The attached file is an updated version of a simple, easy-to-use cyclic voltammetry (CV) simulator written in Microsoft Excel (for details, see Brown, J. H.; J. Chem. Educ., 2016, 93 (7), 1326–1329. DOI: 10.1021/acs.jchemed.6b00052). The spreadsheet supports up to four species undergoing up to four redox couples each and assumes the first process is a charge transfer.
Experimental cyclic voltammograms containing up to 10,000 data points in text format can be easily copied/pasted into the spreadsheet for comparison to the simulation. The spreadsheet can be operated in protected mode or unprotected and modified as needed. The spreadsheet is provided with no guarantee and it may not be suitable for all applications. System requirements: Microsoft Windows 8.1 Office software or later.
You must list your formal redox potential (Eo') values in the proper order for your simulations to work. List Eo' values in decreasing order if reductions occur during the initial sweep. Reverse this order if oxidations occur during the initial sweep. You can then coalesce two adjacent peaks by exchanging their Eo' values. Set the Eo' values of unused peaks beyond the switching potential (E2) in the proper order outlined above to exclude them from the model. Set the starting potential (E1) value greater than the switching potential (E2) if reductions occur during the initial sweep. Reverse this order if oxidations occur during the initial sweep.
Added first-order intervening rate constants (kI1) between electron transfers on 12/20/16. The smaller you make a kI1 value, the slower the corresponding species is populated. Symbols kR1 and kR2 are now used to indicate first- and second-order apparent forward homogeneous rate constants that remove a corresponding species from the cycle.
Separated the equations involving the number of electrons transferred on 12/22/16. The number of electrons in the rate determining step (na) now controls the peak width. The total number of electrons transferred (n) now controls the total current. For details, see Bard, A. J.; Faulkner, L. R. in Electrochemical Methods: Fundamentals and Applications, Wiley: New York, 1980.

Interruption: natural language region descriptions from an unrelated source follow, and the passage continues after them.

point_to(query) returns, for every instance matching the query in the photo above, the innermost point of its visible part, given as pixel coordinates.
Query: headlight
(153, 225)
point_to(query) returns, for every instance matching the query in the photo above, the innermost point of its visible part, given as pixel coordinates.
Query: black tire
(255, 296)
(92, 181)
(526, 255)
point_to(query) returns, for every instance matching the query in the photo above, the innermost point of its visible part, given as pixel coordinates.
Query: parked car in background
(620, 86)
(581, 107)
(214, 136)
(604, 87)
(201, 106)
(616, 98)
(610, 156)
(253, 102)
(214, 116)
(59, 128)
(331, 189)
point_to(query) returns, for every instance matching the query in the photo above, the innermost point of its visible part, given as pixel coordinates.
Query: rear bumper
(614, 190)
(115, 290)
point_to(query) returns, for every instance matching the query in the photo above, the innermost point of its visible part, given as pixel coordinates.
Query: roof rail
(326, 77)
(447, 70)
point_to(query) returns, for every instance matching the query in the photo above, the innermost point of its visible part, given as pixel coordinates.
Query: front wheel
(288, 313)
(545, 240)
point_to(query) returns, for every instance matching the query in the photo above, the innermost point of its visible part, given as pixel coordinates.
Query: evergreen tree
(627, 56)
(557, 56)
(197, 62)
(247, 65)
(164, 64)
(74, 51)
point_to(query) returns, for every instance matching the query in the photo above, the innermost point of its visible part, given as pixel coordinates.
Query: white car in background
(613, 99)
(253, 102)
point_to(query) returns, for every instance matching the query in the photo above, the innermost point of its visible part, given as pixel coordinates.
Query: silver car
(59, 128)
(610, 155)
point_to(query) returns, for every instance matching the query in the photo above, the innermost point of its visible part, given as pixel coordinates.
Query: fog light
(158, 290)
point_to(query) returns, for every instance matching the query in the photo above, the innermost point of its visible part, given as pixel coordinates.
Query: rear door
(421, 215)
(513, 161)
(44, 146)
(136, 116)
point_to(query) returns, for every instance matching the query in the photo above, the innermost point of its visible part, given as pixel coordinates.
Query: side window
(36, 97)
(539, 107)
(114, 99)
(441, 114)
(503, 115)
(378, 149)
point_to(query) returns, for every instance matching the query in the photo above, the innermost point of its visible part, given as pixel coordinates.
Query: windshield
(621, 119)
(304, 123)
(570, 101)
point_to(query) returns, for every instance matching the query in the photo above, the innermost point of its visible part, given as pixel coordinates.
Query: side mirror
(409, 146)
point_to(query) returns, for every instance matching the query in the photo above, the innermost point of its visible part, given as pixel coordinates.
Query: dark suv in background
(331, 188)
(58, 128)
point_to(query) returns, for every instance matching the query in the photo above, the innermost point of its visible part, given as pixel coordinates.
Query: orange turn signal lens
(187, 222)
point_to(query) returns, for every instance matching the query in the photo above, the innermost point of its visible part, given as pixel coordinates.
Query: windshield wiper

Incorporated the Saul’yev RL variant to simulate Fick’s Second Law of Diffusion on 1/8/17. This method allows the simulation of thinner reaction layers. For details, see Britz, D. in Digital Simulation in Electrochemistry 3ed ed., Springer: Berlin, 2010. Reducing the new variable xscale compresses the length of the diffusion grids and places the concentration points closer to the electrode surface. However, using diffusion grids that are too short or long will distort your CV waveforms, so adjust this parameter only as needed.
Moved the intermediate calculations for the Saul’yev RL variant to their own rows to avoid confusion with the redox variables on 12/9/18. Also removed the page for the simulation of adsorbed species for simplicity. New version (v_12) uploaded to website on 12/10/18.
Bug in the time increment calculations was corrected on 11/16/15. Bug in the concentration calculations of oxidized form of the 4th redox couple was corrected on 12/8/15. Bug in the Import data page graphics was corrected on 12/31/15. Bug in the data selection process was corrected on 4/25/16. Bug in the intervening homogeneous reactions was corrected on 1/12/17. Corrected a minor bug in the stacked plot on 12/11/18.